From that moment on, Mary had no more ifs; she held no more doubt. The risen Lord had come to her—not in a vision or a hint or a sign, but in a flesh-and-bones, back-from-the-dead savior—and he had called her by name. It was the name that made it real. With it, the connection, the friendship, and the relationship all came flooding back. This wasn’t a dream or a wish but her beloved Jesus who had come and met her right in the midst of her deepest grief. That is the miracle of Easter.
We believe in Jesus, and we place our hope in God not because we have put all the pieces together or because we have interpreted the signs that have come our way but because the risen Jesus has come to us and spoken our names. Later in John’s gospel account, we read that Jesus came and met the disciples and spoke peace to them. We also read that Jesus came back a second time to meet with Thomas because he had not been with them the first time. In Acts, we read how the risen Lord met Paul on the Damascus road, calling him by name, and changing his life forever. And that’s how we also come to know the truth of Easter—not because the clues have led us to God but because, in the risen Jesus, God has found each one of us and called us by name.
We encounter reflections of holiness all around us all the time.

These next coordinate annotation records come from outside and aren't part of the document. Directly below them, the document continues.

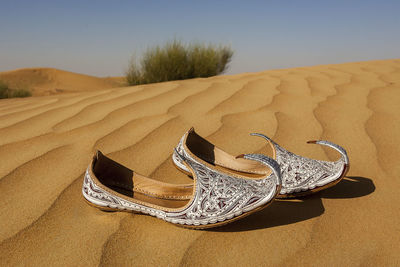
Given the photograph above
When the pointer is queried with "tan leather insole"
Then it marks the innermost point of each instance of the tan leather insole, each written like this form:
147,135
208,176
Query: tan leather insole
206,151
128,183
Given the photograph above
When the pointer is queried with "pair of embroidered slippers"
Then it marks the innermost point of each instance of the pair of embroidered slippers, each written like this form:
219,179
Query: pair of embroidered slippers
225,188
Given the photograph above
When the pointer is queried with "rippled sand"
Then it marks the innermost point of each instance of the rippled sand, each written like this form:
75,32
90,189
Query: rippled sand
46,143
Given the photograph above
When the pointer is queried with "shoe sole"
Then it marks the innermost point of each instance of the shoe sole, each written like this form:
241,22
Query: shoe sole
197,227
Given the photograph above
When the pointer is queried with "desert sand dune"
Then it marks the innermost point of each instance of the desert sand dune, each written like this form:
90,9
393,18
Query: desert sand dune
46,143
48,81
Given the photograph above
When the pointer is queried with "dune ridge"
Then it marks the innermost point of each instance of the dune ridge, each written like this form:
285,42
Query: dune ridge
46,143
48,81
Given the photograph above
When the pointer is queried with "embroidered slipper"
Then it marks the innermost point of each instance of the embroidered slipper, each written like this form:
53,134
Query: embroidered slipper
300,175
214,198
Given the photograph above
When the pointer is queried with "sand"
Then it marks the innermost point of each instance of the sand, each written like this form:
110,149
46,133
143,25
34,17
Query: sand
48,81
46,143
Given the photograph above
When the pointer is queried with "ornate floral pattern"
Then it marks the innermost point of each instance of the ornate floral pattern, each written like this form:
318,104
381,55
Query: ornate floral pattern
217,196
298,173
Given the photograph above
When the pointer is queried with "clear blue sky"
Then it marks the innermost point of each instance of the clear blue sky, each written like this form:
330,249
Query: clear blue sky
98,37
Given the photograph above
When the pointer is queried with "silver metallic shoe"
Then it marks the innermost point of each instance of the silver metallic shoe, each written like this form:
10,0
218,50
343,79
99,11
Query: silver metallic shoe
300,175
213,199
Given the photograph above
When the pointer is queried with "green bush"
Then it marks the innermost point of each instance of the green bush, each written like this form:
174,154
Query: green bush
177,61
6,92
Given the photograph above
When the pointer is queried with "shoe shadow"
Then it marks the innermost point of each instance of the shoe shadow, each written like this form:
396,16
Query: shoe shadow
282,212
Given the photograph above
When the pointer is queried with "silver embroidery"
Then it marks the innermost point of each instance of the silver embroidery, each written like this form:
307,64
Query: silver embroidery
217,196
301,173
298,173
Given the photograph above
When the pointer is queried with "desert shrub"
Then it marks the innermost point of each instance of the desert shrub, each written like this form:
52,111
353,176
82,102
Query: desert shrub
6,92
177,61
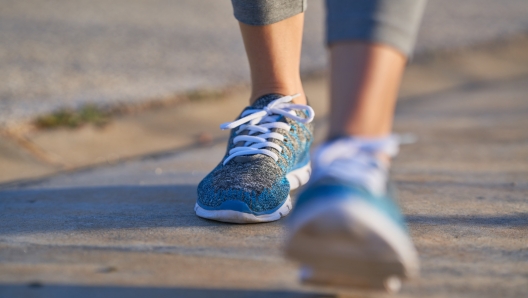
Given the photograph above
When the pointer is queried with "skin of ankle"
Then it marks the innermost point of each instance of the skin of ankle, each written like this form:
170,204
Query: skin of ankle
274,54
365,79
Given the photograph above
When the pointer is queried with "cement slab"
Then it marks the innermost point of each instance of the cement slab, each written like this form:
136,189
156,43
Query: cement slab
130,228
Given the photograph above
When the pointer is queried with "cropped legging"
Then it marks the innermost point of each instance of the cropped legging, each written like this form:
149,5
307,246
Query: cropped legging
391,22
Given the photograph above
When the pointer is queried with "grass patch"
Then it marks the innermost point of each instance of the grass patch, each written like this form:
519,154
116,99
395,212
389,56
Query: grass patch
88,114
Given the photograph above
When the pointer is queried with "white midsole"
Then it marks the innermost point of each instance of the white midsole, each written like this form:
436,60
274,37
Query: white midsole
361,213
296,178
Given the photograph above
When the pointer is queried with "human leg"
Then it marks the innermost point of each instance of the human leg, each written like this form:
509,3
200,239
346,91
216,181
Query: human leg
345,227
272,34
269,144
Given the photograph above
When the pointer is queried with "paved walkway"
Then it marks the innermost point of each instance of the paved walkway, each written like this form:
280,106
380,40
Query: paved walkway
63,53
129,228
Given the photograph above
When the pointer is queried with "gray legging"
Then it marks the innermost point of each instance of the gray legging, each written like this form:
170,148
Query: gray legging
391,22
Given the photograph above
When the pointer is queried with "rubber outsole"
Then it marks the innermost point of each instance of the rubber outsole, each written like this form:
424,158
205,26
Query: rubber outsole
350,245
296,178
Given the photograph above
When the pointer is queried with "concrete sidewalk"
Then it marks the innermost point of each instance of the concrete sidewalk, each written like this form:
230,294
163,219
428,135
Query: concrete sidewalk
31,153
67,53
128,229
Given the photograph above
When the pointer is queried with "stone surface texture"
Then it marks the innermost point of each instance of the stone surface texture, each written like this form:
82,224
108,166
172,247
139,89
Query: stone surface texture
129,229
59,53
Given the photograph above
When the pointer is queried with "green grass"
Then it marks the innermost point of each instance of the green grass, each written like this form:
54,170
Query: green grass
88,114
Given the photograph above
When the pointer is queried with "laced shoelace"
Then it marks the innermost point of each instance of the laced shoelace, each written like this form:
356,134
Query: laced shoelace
356,160
259,124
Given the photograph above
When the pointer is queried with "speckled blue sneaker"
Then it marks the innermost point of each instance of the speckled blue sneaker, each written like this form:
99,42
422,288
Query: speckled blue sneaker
267,156
346,230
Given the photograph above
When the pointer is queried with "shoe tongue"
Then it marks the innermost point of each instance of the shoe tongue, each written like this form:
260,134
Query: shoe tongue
263,101
260,103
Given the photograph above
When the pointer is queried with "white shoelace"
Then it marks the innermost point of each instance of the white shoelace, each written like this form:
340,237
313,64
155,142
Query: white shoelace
356,160
262,121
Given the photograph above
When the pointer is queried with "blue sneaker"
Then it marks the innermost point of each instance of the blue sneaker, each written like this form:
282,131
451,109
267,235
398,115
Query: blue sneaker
267,156
346,230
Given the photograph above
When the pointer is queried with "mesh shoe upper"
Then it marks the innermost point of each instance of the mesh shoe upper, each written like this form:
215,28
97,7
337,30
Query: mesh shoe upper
258,180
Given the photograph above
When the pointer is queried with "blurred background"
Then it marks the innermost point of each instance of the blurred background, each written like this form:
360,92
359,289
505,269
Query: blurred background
69,53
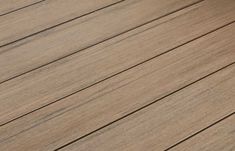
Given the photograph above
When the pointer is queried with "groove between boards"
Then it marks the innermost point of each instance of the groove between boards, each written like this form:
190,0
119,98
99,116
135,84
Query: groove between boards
117,73
92,44
198,132
18,9
144,107
33,34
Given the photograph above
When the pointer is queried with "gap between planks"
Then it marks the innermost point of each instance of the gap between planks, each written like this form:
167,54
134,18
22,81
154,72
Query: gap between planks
38,107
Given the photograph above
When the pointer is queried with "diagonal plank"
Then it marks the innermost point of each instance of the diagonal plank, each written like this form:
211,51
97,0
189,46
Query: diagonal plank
8,6
45,15
173,118
220,137
78,115
78,34
78,72
55,12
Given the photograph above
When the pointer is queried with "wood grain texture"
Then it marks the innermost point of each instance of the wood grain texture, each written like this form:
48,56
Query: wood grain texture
78,115
8,6
45,15
220,137
172,119
82,70
78,34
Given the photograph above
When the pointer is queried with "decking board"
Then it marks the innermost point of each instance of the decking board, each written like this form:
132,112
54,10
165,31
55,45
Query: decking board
219,137
82,70
82,113
9,6
117,75
72,37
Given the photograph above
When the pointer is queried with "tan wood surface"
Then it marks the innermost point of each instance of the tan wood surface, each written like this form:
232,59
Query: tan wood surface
81,70
45,15
220,137
169,120
101,104
117,75
74,36
8,6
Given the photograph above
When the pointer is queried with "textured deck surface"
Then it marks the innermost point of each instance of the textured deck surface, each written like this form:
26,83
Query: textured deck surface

We catch glimpses of the divine in the rainbow after the storm, in the whisper of the wind, in the chance encounter with an old friend, or even in the destructive flames that engulf a beloved cathedral. But the miracle of Easter is more than a brush with God. It is God coming to us in the midst of our deepest struggle and saying our name. It is God coming beside us when we feel most alone. It is God reaching out and turning our sorrow into dancing and our sadness into joy. Because of Jesus’ resurrection, we set our hope not in a sentimental moment but in the promise of never-ending life with the one who knows us and loves us and calls us by name.